I am building a large system that is supposed to collect data from hundreds of millions of devices. I am trying to understand how design my system to avoid high cardinality, and allow for good query times.
Writing: My devices will report data from different sensors in real time:
<1:12:01, device1 ,temprature = 24C >
<1:12:03, device1 ,speed= 1m/s >
<1:12:05, device1 ,noise = 1DB >
<1:12:02, device2 ,temprature = 12C >
<1:12:04, device2 ,speed= 3m/s >
<1:12:04, device2 ,noise = 5DB >
My select queries will be something along the lines of:
Give me all of the measurments from “device1” for the last minute.
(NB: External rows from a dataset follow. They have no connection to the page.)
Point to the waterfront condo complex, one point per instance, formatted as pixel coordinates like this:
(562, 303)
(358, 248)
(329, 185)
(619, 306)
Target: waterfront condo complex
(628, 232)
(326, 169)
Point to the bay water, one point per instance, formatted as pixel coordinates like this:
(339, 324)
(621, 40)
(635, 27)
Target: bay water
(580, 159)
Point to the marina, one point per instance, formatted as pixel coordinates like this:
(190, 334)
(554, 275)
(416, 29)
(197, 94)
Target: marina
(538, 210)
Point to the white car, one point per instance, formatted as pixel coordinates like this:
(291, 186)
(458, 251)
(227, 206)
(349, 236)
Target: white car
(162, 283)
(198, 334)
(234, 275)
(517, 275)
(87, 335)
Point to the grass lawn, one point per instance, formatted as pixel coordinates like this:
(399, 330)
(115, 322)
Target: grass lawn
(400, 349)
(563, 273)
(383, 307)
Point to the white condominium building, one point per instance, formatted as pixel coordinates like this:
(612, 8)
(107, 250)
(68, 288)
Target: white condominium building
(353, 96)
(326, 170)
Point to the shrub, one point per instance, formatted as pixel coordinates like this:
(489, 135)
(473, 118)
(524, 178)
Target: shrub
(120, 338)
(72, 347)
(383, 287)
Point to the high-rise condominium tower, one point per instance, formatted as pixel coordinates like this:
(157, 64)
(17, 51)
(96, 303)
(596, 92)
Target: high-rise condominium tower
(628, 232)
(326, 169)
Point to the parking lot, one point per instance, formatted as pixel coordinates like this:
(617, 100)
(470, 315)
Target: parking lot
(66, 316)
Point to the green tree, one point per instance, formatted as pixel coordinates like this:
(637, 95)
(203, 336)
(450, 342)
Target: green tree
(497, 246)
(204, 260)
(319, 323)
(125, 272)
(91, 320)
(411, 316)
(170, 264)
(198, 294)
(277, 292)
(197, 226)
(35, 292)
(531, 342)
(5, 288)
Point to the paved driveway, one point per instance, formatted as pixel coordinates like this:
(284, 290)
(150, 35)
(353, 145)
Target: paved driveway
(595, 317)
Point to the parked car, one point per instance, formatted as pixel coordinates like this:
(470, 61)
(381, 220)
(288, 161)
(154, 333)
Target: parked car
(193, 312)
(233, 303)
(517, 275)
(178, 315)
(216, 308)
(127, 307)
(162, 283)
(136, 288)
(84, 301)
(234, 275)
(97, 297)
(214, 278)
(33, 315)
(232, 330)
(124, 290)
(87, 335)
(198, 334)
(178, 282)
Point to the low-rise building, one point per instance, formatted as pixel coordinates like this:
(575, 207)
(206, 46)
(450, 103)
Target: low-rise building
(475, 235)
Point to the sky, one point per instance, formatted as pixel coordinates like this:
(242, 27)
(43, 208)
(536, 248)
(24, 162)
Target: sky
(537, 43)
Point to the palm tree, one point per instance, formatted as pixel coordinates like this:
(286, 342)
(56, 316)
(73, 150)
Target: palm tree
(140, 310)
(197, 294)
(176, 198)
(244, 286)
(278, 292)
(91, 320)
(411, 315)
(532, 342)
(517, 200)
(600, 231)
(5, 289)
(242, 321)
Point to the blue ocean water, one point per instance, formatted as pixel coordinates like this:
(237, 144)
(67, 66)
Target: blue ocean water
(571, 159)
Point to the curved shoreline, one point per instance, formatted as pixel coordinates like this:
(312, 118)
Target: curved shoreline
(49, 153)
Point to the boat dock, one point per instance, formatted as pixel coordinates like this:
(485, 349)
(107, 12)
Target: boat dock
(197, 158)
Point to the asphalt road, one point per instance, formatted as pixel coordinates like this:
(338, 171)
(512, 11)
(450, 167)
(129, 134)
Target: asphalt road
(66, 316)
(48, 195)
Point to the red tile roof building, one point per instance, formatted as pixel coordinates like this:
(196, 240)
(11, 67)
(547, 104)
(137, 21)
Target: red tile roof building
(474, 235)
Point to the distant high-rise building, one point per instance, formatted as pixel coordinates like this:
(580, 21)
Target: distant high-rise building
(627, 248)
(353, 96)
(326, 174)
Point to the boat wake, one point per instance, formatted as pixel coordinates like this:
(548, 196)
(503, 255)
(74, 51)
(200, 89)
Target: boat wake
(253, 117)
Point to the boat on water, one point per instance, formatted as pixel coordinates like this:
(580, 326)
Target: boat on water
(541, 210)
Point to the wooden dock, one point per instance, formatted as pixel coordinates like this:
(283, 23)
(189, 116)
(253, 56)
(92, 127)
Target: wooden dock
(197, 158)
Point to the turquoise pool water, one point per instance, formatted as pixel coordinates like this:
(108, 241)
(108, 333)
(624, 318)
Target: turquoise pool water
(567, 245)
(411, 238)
I am going to have 10s of millions of devices.
Each devices can have one of 10s of sensors (noise/speed/temperature).
The list of sensors needs to be expandable in the future (although the number will remain in the 10s)
So what kind of data schema should I use?
I should probably create a single database.
device_id should probably be a “tag”, right?
For sensors: I am debating myself between seprate time series, or perhaps a sensor_type tag.
(My writes tend to point me towards separate time series, but I am not sure about my reads (perhaps a sensor_type tag?).